しかし、ホーキング博士の人生はアインシュタイン並みで、彼は間違いなくヒーローだった。それは博士が宇宙のことを私たちに教えてくれたからだけではなく、生き方を教えてくれたからだ。

博士が宇宙についてのそれまでの見方をひっくり返してみせたかどうかはともかく、私たちの思い込みは博士によって見事に覆された。

世間にとってホーキング博士は、「ザ・シンプソンズ」の主人公ホーマーの言葉を借りれば「車いす男」。しかし、ルー・ゲーリック病とも呼ばれる筋萎縮性側索硬化症(ALS)を患い、眼球しか動かせないほど全身の筋肉が徐々に動かなくなっていっていたにもかかわらず、博士は世界各地と、比喩的に言うなら宇宙をも歩き回り、2回結婚し、3人の子を持ち、出版する本はベストセラーとなり、長年、大学院生たちの指導にもあたってきた。

60歳の自分の誕生パーティーのときは、車椅子で街角を猛スピードで曲がろうとして転倒し、脚を骨折して現れた。面白いジョークにもつまらないジョークにも、目にいたずらっぽい笑みを浮かべた。国王とも、大統領とも、ナショナルフットボールチームのダラス・カウボーイズのチアリーダーたちとも交流した。リチャード・ブランソン会長が率いる宇宙旅行会社ヴァージン・ギャラクティックの宇宙船で、いつか宇宙の端っこに旅したいと願っていた。ホーキング博士はそんな人だった。
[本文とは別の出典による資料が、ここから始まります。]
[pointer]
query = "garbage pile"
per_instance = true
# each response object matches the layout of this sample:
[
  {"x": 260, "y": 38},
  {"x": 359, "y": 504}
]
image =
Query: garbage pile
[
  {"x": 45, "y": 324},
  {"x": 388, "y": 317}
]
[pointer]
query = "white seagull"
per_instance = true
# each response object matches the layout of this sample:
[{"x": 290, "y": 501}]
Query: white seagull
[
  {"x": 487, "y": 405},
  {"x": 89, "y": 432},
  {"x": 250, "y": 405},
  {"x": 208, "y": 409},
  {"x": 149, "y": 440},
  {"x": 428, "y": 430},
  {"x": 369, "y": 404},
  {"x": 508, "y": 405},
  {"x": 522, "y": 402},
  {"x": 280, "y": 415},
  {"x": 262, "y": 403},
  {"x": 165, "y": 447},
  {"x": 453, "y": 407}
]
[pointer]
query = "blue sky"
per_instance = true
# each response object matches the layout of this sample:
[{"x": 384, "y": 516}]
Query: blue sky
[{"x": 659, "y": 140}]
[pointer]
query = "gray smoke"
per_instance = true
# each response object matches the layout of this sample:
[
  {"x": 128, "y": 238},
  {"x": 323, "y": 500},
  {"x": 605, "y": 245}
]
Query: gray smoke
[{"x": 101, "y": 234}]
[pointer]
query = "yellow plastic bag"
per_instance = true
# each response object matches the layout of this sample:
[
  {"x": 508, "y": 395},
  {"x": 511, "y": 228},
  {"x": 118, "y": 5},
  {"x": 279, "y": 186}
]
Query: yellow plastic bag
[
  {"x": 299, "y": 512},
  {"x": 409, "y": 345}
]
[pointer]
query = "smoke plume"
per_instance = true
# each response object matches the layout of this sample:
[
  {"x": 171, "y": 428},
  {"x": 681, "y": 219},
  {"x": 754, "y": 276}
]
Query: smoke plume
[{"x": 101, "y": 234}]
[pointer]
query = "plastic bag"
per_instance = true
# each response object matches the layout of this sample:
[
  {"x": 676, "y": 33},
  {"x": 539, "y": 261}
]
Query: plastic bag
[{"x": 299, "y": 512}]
呼ばれるのを好んだ名前は、博士ではなくスティーブン。家庭的な人間であることを誇りにしていた。

飽くなき好奇心とユーモア

「ユーモアのセンスは語り草になっていた」と、Eメールで逸話を披露したのは、古くからの友人で、2017年ノーベル物理学賞を受賞したカリフォルニア工科大学のキップ・ソーンだ。SF映画『インターステラー』は2人のやり取りが下敷きになっている。「彼がコンピューターで何かの文章を苦心して作り始めるとき、それがどんな内容で終わるのか想像もつかなかった。深い叡智か、とっぴなジョークなのか」と、ソーンは語っている。

しかし、科学者の間では、アインシュタインの一般相対性理論に基づく量子重力論を唱えたことは永遠に記憶されるだろう。

アインシュタインやガリレオのように、ホーキング博士は、私たちが直感的に感じ取り、アインシュタインが理論を定めた力、すなわち重力について自身の研究の中で最も優れた功績を残し、「宇宙ではどの光も曲がってしまう」ほどの重力で、星の光すら歪んでしまうという説を打ち出した。そうして謎と飽くなき好奇心、私たちがいるこの世界について解明しようとする決意を象徴する存在となった。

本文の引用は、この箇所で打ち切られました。